How to talk to our children about the danger of sextortion in our social media age | Opinion
Growing up in the 1980s, we were warned that predators were waiting in dark alleys or patrolling neighborhoods to lure children into beat-up white vans.
Now these predators are getting into our homes — through our kids’ phones.
I was a high school math teacher when cellphones were just becoming a thing. Only a few students had them, and there was no social media. I had no idea what danger they would come to pose 20 years later.
With the rise of social media platforms came the comparison game, unrealistic expectations and a new playground where bullies could remain anonymous. Phones are now glued to the hands of teenagers buried in endless text exchanges, TikTok dance videos and influencers’ skin care recommendations.
Law school did not prepare me to navigate this minefield with my own two daughters, who are now in fourth and eighth grade. Self-image issues, mean girls and the temptations that come hand-in-hand with having the internet in your hand are just the start.
As the U.S. attorney for South Carolina, I have seen the dangers that exist online for children up close. Dangers that have turned deadly. Days ago, my office brokered the extradition of a Nigerian man to face charges for a sexual extortion case involving a teenager. Hassanbunhussein Lawal appeared in a federal courtroom in Columbia last week after being indicted in a sextortion scheme that led 17-year-old Gavin Guffey from Rock Hill to take his own life in 2022.
This horror was not the first of its kind. It was also not the last. Less than a year after Gavin’s death, 13-year-old Timothy Barnett was found dead by suicide in his family’s front yard in Sumter. The family has filed a lawsuit against Snapchat, following signs of sextortion.

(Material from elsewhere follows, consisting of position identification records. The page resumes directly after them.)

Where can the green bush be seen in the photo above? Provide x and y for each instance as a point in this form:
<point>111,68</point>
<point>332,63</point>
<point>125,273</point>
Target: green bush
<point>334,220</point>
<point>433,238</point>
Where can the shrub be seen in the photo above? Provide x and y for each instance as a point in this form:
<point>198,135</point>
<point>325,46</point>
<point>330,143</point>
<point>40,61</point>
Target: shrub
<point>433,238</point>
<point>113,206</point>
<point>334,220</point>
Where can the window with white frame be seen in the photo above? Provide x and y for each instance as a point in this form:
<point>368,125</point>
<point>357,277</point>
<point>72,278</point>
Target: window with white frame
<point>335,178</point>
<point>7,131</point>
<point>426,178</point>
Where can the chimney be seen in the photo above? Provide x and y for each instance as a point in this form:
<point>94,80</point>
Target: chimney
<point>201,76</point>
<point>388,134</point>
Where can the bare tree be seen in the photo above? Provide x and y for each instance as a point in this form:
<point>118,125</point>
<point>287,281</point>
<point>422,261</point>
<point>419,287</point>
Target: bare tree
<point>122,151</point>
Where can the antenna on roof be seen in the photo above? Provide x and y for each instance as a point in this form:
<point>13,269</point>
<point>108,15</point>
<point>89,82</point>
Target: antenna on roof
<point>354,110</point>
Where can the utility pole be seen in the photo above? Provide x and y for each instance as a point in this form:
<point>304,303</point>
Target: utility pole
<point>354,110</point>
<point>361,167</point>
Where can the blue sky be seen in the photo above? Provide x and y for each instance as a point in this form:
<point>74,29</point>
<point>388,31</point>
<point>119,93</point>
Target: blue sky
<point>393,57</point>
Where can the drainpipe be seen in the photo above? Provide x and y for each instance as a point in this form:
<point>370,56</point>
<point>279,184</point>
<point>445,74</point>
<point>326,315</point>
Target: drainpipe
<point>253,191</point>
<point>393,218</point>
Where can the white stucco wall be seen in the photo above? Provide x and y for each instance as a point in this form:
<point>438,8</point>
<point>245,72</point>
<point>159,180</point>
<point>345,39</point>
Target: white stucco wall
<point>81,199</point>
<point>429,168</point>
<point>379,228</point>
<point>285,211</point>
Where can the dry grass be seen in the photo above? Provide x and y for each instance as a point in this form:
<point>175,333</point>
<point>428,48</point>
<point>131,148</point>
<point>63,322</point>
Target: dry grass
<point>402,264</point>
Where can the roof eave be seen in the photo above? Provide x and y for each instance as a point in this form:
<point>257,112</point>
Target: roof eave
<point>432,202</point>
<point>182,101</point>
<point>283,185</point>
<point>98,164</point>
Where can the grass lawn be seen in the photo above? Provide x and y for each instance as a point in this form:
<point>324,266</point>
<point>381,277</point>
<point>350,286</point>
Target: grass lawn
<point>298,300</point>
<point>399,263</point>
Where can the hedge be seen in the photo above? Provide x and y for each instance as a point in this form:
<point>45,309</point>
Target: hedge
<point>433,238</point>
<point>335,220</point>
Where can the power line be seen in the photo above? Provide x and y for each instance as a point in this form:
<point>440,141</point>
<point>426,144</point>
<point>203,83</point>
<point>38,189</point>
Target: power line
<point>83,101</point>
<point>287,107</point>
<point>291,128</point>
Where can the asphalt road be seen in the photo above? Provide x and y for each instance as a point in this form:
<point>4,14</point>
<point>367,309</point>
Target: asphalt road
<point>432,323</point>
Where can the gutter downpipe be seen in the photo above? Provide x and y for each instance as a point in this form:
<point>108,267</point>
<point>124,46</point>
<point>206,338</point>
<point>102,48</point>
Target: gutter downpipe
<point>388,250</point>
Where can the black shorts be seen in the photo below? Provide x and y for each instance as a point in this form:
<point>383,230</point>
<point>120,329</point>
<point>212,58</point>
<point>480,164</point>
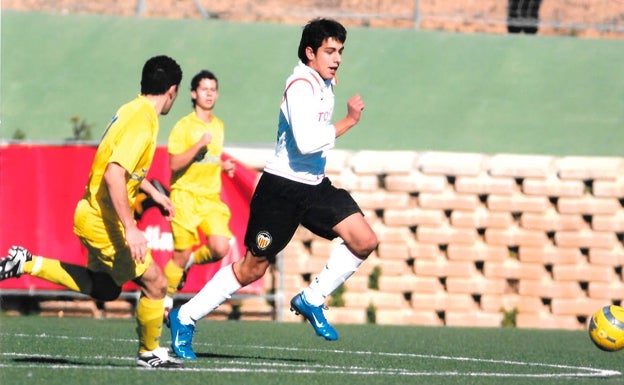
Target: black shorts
<point>280,205</point>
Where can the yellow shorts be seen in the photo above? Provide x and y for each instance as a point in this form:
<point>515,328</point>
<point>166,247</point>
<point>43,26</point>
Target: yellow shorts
<point>106,245</point>
<point>192,212</point>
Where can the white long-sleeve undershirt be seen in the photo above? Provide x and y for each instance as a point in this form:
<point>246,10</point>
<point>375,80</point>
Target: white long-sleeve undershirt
<point>305,131</point>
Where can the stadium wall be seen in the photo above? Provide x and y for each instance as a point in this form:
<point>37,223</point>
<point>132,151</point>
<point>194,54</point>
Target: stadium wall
<point>468,239</point>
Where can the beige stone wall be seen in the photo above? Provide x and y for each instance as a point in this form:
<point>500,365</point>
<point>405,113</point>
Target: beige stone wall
<point>466,237</point>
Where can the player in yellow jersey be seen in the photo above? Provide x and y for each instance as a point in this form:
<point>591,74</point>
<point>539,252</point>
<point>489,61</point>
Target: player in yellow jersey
<point>104,221</point>
<point>195,147</point>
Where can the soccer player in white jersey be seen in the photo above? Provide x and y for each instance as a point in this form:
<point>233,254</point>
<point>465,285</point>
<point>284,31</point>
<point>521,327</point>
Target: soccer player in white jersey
<point>293,191</point>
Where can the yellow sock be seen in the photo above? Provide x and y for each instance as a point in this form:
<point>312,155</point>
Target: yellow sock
<point>73,277</point>
<point>149,315</point>
<point>174,276</point>
<point>202,255</point>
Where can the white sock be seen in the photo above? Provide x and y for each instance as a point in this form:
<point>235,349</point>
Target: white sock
<point>190,262</point>
<point>216,291</point>
<point>340,266</point>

I can’t begin to imagine the pain these families feel. These two innocent, trusting boys had their lives stolen because a coward behind a keyboard coerced and levied shame and embarrassment on them.
The predators in such cases are from all over the globe, as far away as Nigeria and as close as prison cells right here in the United States. Last April, a 35-year-old man from Kershaw was indicted for a sextortion scheme that triggered another death by suicide in Michigan.
These predators can operate from anywhere.
For Gavin and Timothy, for my girls, for all of our children, we cannot let evil win. The men and women of the U.S. Attorney’s Office will continue to pursue justice in these cases, but we need everyone to join in this fight to protect our kids. Teaching online responsibility is our biggest weapon in this fight.
Everyone — parents, aunts, uncles, teachers, youth pastors, coaches, mentors, influencers — should talk to the children, and especially the teens, in their lives about sextortion. Please. Even if it’s awkward, even if you wish these children could just stay innocent longer, even if they say, “I know, Mom,” and roll their eyes. Here are some talking points I’ve used with my own girls:
- Never engage with strangers online. Block and ignore anyone you do not personally know. That person saying they are a 15-year-old girl online may very well be a 35-year-old man. Photos and videos are not proof that people are who they say they are.
- Do not share personal details like your real name, school or home address. This gives predators weapons to carry out their schemes. Receiving an explicit photo is their ultimate prize.
- Realize that any content you create online — text messages, photos or videos — can be made public in an instant. The availability of screenshots and other ways to capture content means nothing is guaranteed to “disappear” online, no matter what app you’re on. Once you send something, you do not have any control over where it goes next.
- Be especially suspicious of someone that asks you to start talking on a different app or platform. Shut down the conversation until you can verify it is not someone posing as the person you know.
Parents and caregivers should consider delaying access to social media accounts, gaming platforms and other apps that allow children to interact with strangers online. Once children have access, adults should make sure that such accounts are private and not open to everyone in the world with a device.
Finally, children should be reminded over and over again that if they find themselves in a compromising or difficult situation, they can come to a parent or another trusted adult.
Let’s wrap all our children in love and the protection that comes with knowledge.